Seungtaek Lee, who was tied for the lead with Eunsin Park and Yun Jeong, a Korean-American, laid the foundation for his first win in his career.
He passed the Asian Tour Qualifying School in 2017 after being a member of the national team, and is attracting attention by hitting 12 under par 60 strokes in the final round of the 2017 Tee-Up/G-Swing Mega Open, setting the record for the lowest score in 18 holes of the KPGA Korean Tour that no one has broken so far. Although I was a player, I had yet to hold a championship trophy.
He caught more birdies than anyone else with a long shot that easily exceeded 300 yards, but that was because he also had more bogeys.
His large body weighing close to 100 kg and his aggressive playing style earned him the nickname ‘Brown Bear’.
Seungtaek Lee said, “I realized the importance of golf while serving in the military. Before enlisting, I felt a little bored because I played golf every day, but now I am grateful for every stroke.”
Seungtaek Lee, who learned the importance of golf, naturally lost his old rough playing style.
Seungtaek Lee said, “I really wanted to win. Even before I enlisted, I had many opportunities to win. But each time, my greed took precedence. Now, rather than just playing golf forward, I figure out where to target first and then hit the ball there.
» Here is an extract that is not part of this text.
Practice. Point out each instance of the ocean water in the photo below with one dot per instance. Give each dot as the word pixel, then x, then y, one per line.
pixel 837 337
The distance is a bit longer. “Even if there is a lot left, I send the ball to a good place for the next shot,” he explained.
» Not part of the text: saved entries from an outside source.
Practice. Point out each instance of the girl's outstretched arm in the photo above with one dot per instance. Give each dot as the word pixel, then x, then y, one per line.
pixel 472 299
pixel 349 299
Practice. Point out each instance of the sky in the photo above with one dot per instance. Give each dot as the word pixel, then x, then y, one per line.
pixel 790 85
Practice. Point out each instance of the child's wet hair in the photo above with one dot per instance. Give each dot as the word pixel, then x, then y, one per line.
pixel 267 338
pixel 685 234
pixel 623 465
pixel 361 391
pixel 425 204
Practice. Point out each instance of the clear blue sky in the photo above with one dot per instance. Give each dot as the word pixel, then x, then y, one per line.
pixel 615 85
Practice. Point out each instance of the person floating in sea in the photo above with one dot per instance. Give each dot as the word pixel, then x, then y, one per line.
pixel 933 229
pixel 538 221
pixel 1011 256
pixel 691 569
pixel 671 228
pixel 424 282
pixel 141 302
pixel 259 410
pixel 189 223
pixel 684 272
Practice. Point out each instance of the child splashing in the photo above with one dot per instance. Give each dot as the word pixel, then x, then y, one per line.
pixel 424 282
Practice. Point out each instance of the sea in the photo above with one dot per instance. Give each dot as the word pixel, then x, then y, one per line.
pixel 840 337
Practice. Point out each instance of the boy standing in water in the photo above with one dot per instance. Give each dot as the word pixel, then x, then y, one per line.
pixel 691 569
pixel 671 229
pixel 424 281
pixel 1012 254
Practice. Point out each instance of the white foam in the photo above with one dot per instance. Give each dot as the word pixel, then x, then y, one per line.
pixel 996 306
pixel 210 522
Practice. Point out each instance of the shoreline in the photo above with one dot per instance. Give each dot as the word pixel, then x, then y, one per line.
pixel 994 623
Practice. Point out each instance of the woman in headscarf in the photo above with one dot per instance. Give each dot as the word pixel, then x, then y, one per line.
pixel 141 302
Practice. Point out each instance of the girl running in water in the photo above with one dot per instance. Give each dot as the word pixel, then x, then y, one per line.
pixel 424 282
On this day, Seungtaek Lee also hit a tee shot toward the fairway of the adjacent 10th hole at the 18th hole (par 5).
Seungtaek Lee, who shot 311 yards, said, “I thought that if I hit my tee shot to the fairway of the 18th hole, I might end up in the bunker considering my distance, so I aimed for the fairway of the 10th hole.”스포츠토토
Seungtaek Lee, who finished the first half of the year and played on the Asian Professional Golf Tour for the month of August, chuckled and said, “I saw a lot of people playing like this during the Asian Tour International Series tournament held at the Links Course in England.”
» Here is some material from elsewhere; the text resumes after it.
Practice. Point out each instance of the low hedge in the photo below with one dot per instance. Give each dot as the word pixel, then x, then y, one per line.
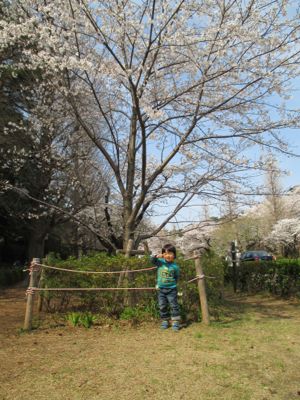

Lee Seung-taek, who made the first step well, said, “There are still three days left, but if we play like today, we will have a chance (to win),” and pledged, “Before, if I had such a good score, I would blindly rush the next day, but I won’t do that this time.”
After completing her military service as a tank driver, Park Eun-shin, who won her first win at the Descent Korea Munsingwear Match Play last year and reached her second win at the Golfzon-Toray Open, recorded an eagle and five birdies to start her first win of the season. I walked.
Jeong Yoon also tied for the lead with an eagle and five birdies.
Seo Yo-seop, who had been having trouble with his tee shots, rose to 4th place, 1 stroke behind, with 7 birdies and 1 bogey.
Defending champion Choi Jin-ho recorded a 4-under par 68, sparking a second consecutive loss.
Ko Gun-taek, who is attempting his fourth win of the season since Choi Sang-ho in 1992, traded four birdies and four bogeys and was pushed back to a tie for 81st place with an even par score of 72.